C’est ainsi qu’a finalement été publiée début septembre 2020 une étude en pré-publication (ni publiée dans une revue scientifique ni révisée par un comité indépendant) se penchant sur le processus potentiel de zoonose chez les visons. Les chercheurs, étudiant les cas documentés de personnes infectées dans les fermes de visons, en arrivent à la conclusion suivante : « Le virus a été initialement introduit par l’homme et [il] a évolué, reflétant très probablement une circulation généralisée chez les visons au début de la période d’infection, plusieurs semaines avant la détection. À l’heure actuelle, malgré le renforcement de la biosécurité, la surveillance d’alerte précoce et l’abattage immédiat des exploitations infectées, la transmission se poursuit entre les exploitations de visons, avec trois grands groupes de transmission dont les modes de transmission sont inconnus. »
Il semblerait que ce soit, à ce jour, la seule étude publiquement accessible sur le sujet. Un papier en preprint reste très insuffisant. À cela, s’ajoute ensuite le 2 octobre un rapport du Statens Serum Institut de Copenhague relevant une probabilité de 95 à 99 % qu’une transmission humains-à-visons et visons-à-humains advienne. Le rapport donne quelques détails sur l’éventuelle mutation : la séquence génétique de la protéine Spike serait touchée. Or, « cette protéine est importante pour stimuler l’immunité soit pendant l’infection soit après une éventuelle vaccination », ce qui pourrait — insistons sur le conditionnel — entraîner une diminution de l’immunité collective et une réduction de l’efficacité d’un vaccin. Rappelons qu’il s’agit d’un rapport provenant d’un institut et non d’une étude scientifique publiée dans une revue.
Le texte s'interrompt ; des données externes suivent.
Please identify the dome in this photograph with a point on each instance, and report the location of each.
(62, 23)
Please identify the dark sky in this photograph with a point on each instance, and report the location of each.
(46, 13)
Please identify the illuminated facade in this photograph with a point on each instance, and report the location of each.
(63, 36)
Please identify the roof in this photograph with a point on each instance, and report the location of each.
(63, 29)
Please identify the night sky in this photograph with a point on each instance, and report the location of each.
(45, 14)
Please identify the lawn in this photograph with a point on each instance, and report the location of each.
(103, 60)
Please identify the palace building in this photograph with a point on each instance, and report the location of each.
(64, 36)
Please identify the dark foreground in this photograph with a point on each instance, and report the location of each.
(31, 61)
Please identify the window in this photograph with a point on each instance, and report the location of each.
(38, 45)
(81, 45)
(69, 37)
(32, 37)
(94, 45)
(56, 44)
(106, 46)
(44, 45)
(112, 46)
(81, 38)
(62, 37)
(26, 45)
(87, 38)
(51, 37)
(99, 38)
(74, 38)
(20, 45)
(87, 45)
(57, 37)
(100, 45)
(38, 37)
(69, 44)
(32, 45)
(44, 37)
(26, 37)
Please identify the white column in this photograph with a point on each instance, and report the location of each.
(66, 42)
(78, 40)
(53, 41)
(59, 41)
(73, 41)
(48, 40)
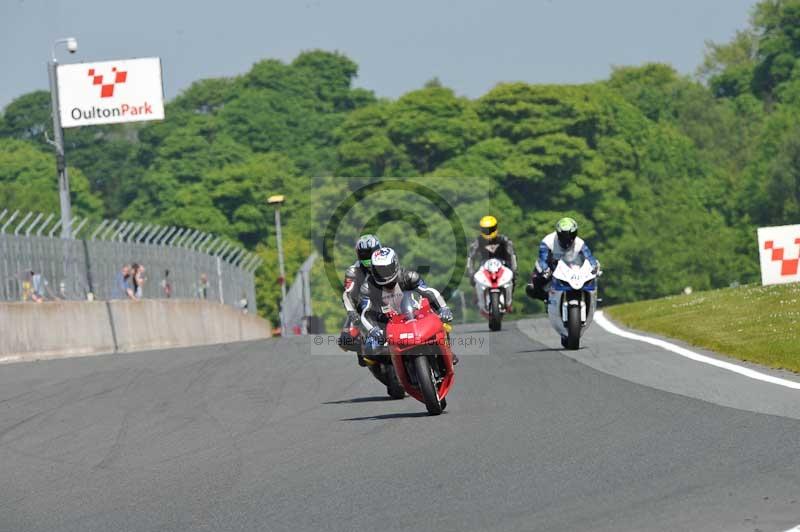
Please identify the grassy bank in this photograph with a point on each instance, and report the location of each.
(753, 323)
Un manque de sources accessibles
Du reste, nous n’avons que les déclarations du gouvernement du Danemark, affirmant donc lors d’une conférence de presse que le virus a muté chez les visons et que cette mutation rend le virus moins sensible aux anticorps, ce qui pourrait donc avoir un impact sur les vaccins. Ces déclarations ne sont pas spécifiquement sourcées ; or, comme Numerama a déjà eu l’occasion de l’expliquer, nous ne pouvons pas tirer de conclusions de communiqués de presse et autres discours ne dévoilant pas des études complètes.
Cette situation met d’ailleurs en colère certains scientifiques, dénonçant l’absence d’informations concrètes et accessibles étayant les annonces danoises. « Si le Danemark estime que c’est suffisamment grave pour tuer toute sa population de visons, on pourrait peut-être aussi conclure que c’est suffisamment grave pour transmettre les informations sur ces mutations aux scientifiques du monde entier le plus rapidement possible afin de voir si des variantes sont trouvées ailleurs », pointe la virologue Emma Hodcroft, appelant à rester prudent dans les interprétations tant que rien n’est vraiment consultable sur le sujet.
Comment expliquer le choix du Danemark d’abattre une population de millions de visons ? Le coronavirus, comme tout pathogène, est susceptible de muter. L’une d’entre elles (nommée D614G), qui a souvent été mal interprétée, n’aura vraisemblablement aucun impact sur l’immunité générée par un vaccin. Ce qui fait paniquer le gouvernement danois est donc probablement la partie du rapport du Statens Serum Institut indiquant que cette mutation chez les visons pourrait avoir un effet significatif. Le Danemark applique donc le principe de précaution, par anticipation, la situation pandémique était déjà suffisamment grave, notamment en pleine deuxième vague en Europe. Espérons toutefois que la communauté scientifique internationale aura rapidement un libre accès aux informations, car à l’heure actuelle, l’ampleur de la décision danoise ne doit pas vous y tromper : aucune certitude n’est possible quant à la réalité de cette mutation et de sa portée.